Writing for Publication: Transitions and Tools that Support Scholars’ Success - Mary Renck Jalongo, Olivia N. Saracho 2016
From a Research Project to a Journal Article
Conference Proposals and Article Types
Very few dissertations make a successful transition to an article or book, even though degree recipients are encouraged by their committee members to pursue publication. From an editor’s perspective, the problem here is that the authors of these lengthy documents do not know how to distill a work to its very essence or how to revise it for a readership beyond the dissertation committee. Although this problem has been discussed in the literature, practical guidance has been lacking. This chapter explains how to plan a study, collect the data, and fashion it into a research article. The chapter offers a widely accepted structure (IMRaD) that guides the writing of a research report and supports publication from the outset. It clearly explains how to write the title, abstract, and each section of a research report. In addition, it offers a checklist for self-evaluation of a research manuscript and a series of steps necessary to prepare the work for publication. The many activities included have value both for inexperienced and experienced writers.
Of all the contributions that scholars can make to the literature, original research is widely regarded as the most prestigious because it is advances thinking and uses the scientific method. Consider the situation of a professor who has gathered survey data for six semesters from the students enrolled in various sections of a course that he teaches regularly. A colleague suggests, “Why don’t you try to publish this?” so he attempts to heed that advice. The response from reviewers, however, is disappointing.
The editor’s decision is “major revisions are required”, but the professor abandons the project instead. What is worse is that he decides he “just isn’t a researcher” and secretly worries that he will not have enough published scholarship to be awarded tenure. What went wrong here, exactly? There are several things.
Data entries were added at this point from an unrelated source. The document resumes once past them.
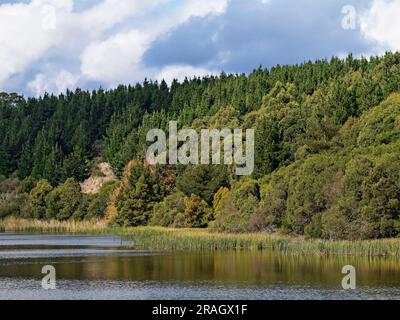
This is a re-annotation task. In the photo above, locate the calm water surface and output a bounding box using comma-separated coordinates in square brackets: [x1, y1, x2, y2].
[0, 234, 400, 300]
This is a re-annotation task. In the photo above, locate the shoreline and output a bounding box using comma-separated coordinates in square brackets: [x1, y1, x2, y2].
[0, 218, 400, 259]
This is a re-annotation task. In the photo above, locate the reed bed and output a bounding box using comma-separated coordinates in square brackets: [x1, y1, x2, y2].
[0, 218, 400, 258]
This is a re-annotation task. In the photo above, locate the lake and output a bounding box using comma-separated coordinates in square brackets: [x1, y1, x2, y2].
[0, 233, 400, 300]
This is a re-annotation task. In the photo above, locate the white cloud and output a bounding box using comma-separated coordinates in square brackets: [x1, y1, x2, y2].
[0, 0, 229, 95]
[81, 0, 228, 86]
[360, 0, 400, 51]
[81, 30, 149, 85]
[155, 65, 219, 84]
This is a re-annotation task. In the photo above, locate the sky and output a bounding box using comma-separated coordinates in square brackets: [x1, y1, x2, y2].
[0, 0, 400, 96]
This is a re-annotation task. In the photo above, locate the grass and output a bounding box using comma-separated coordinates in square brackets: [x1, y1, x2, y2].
[0, 218, 400, 258]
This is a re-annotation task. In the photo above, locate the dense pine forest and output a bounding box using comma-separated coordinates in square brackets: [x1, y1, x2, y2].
[0, 53, 400, 240]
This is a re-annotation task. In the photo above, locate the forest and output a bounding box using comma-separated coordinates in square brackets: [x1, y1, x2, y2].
[0, 52, 400, 240]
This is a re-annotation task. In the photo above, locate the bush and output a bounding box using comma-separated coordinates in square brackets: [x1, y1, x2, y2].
[85, 181, 118, 219]
[184, 195, 212, 228]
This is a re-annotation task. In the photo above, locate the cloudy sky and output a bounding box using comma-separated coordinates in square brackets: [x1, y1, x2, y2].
[0, 0, 400, 96]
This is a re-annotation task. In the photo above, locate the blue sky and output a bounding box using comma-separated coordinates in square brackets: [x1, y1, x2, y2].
[0, 0, 400, 96]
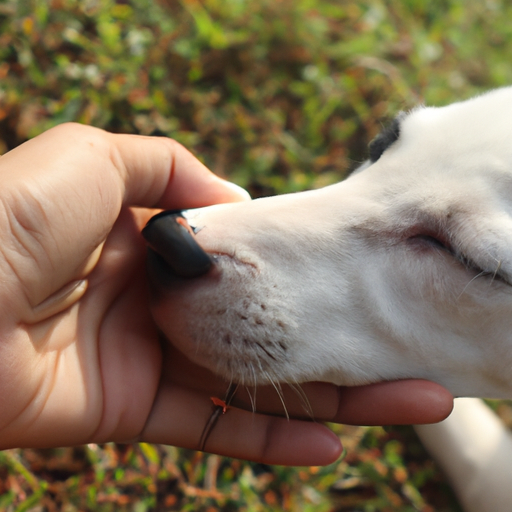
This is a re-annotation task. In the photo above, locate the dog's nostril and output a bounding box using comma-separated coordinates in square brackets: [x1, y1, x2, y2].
[409, 235, 450, 251]
[142, 210, 212, 278]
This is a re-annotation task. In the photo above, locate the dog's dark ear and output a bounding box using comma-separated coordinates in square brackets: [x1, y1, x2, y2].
[368, 113, 404, 164]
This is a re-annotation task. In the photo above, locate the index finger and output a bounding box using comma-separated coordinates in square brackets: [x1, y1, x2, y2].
[109, 134, 249, 209]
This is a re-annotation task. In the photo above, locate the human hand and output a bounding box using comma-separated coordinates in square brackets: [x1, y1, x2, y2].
[0, 125, 451, 464]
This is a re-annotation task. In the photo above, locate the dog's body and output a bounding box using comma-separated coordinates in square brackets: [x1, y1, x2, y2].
[150, 88, 512, 512]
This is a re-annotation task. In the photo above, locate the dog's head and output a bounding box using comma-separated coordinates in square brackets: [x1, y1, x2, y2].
[146, 88, 512, 397]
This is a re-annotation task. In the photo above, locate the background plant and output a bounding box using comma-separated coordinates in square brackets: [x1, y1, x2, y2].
[0, 0, 512, 512]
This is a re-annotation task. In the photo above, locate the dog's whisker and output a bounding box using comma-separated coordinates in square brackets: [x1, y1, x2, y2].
[264, 372, 290, 421]
[489, 260, 503, 286]
[457, 270, 487, 300]
[244, 386, 256, 413]
[288, 381, 315, 420]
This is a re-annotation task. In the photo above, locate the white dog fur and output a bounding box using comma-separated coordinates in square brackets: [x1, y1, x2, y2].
[154, 88, 512, 512]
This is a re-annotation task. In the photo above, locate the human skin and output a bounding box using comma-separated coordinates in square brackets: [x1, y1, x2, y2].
[0, 124, 452, 465]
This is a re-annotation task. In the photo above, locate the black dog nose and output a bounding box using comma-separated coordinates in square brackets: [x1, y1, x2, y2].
[142, 210, 212, 278]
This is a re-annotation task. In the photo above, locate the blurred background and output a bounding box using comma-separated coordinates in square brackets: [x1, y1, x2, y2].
[0, 0, 512, 512]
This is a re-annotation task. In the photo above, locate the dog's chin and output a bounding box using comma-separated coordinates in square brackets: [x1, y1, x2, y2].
[148, 248, 295, 385]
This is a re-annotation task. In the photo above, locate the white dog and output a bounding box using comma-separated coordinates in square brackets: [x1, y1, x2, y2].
[146, 88, 512, 512]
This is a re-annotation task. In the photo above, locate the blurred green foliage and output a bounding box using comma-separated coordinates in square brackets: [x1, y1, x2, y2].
[0, 0, 512, 195]
[0, 0, 512, 512]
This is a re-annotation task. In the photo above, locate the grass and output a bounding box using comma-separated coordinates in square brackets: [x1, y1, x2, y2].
[0, 0, 512, 512]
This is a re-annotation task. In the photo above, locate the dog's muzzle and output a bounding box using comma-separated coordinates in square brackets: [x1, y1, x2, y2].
[142, 210, 213, 278]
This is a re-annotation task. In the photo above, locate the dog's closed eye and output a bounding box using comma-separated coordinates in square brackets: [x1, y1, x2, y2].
[407, 232, 510, 284]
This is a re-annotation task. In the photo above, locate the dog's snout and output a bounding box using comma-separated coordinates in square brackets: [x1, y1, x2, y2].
[142, 210, 213, 278]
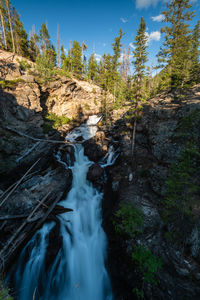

First of all, the author seeking publication failed to think back to doctoral dissertation days when he was required to develop a theoretical framework, complete the institutional review board process, and write about the limitations of the research. Even though the dissertation is a sort of “dress rehearsal” for writing research, he did not transfer and apply that learning to writing a journal article. Second, he did not do his homework on the journal. If he had studied several published examples of survey research, he would have known that discussion of survey design and development was included, as was the IRB approval process. Third, the professor did not understand the process of manuscript development. If he did, he would have asked knowledgeable and trusted colleagues to review the work prior to submission; he also would know that a request for revisions is the most common decision from an editor. Fourth, the professor allowed himself to become overwhelmed by the comments rather than taking a step back and considering how he might address each one. Yes, it would take additional work but he had received clear direction on what would be necessary to earn the acceptance of the reviewers.